Research shows static stretching before exercise is not helpful and may actually cause injury. Stretching signals the muscles to relax and become more pliable. In fact, heading into a workout, you are about to need just the opposite.
Warm up, instead
We know warming up is the safer and more productive approach to prep for exercise. Light activity and putting your joints through their full range of motion increases blood flow and heart rate and gets the muscles warmed up and prepared for the workout. It may seem counterintuitive, especially if you have been trained to stretch before exercise. But it makes sense when you think about it.
So when you play a game of soccer or go for a run—warm up the lower body with an easy jog or running in place. If you’re about to play a round of golf, do some relaxed practice swings and walking. Give your body what it needs, when it needs it. Warming up fills the need. Stretching does not have the same effect.
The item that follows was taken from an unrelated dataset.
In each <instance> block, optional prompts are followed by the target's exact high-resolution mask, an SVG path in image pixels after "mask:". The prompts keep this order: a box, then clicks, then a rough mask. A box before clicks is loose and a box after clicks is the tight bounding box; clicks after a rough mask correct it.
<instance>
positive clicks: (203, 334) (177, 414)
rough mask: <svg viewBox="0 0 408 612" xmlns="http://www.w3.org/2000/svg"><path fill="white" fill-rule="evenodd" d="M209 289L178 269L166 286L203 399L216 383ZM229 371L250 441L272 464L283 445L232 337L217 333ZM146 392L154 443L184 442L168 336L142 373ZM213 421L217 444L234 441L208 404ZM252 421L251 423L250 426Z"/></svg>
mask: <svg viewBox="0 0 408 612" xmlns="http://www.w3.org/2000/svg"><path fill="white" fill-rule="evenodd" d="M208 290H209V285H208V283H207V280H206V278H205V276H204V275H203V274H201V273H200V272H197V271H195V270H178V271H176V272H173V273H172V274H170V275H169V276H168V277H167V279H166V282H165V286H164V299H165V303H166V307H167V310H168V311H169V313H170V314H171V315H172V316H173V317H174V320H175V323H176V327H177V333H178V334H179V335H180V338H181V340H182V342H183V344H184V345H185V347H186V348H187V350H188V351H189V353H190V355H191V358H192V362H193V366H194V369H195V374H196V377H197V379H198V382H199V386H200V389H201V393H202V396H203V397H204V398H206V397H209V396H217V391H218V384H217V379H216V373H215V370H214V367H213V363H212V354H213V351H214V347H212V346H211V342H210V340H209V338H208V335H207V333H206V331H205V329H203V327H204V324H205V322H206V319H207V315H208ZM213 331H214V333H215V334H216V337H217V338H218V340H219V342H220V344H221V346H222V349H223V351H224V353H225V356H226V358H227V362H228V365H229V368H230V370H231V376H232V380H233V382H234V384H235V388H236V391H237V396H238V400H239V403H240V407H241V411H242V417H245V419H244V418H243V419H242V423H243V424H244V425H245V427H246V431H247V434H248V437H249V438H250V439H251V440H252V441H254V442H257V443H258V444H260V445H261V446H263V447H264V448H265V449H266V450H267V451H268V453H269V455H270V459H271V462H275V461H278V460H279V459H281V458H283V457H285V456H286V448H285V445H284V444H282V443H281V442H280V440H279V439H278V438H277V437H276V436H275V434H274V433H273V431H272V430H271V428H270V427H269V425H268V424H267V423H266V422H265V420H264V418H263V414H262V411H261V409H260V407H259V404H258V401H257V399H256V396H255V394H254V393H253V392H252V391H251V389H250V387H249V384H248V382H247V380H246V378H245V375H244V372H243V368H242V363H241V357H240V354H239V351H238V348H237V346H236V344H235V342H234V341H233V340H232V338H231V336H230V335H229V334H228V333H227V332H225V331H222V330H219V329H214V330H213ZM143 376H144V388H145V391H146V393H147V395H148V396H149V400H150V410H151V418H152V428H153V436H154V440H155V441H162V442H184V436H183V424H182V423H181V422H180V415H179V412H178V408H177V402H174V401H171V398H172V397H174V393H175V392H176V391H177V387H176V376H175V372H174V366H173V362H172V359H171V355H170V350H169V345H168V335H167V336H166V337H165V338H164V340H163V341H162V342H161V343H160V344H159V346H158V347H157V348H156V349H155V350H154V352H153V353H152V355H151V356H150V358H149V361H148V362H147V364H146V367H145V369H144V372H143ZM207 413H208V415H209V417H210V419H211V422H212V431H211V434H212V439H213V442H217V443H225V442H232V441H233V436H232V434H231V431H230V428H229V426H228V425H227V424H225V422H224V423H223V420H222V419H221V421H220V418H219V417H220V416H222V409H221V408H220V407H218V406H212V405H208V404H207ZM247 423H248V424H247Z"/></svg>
Stretching tells the muscles to relax and start to shut down. Exercise puts them at the opposite end of the spectrum, demanding activity and flex. Even if it feels good, stretching before can leave you open to injury. Think of pulling a hot glass from the dishwasher and filling it with ice cold liquid. The glass can crack from the strain.
After makes sense
Static stretching after a workout is a good idea. Exercise puts a load on muscles they are not accustomed to, causing microscopic damage. The body recovers by repairing itself and that makes the affected areas stronger. Stretching encourages muscles to elongate and relax, lining tissue up and relaxing spasm. That enhances the repair and streamlines the strengthening process.
So warm up first and enjoy the stretch after. That’s making the most of physical activity.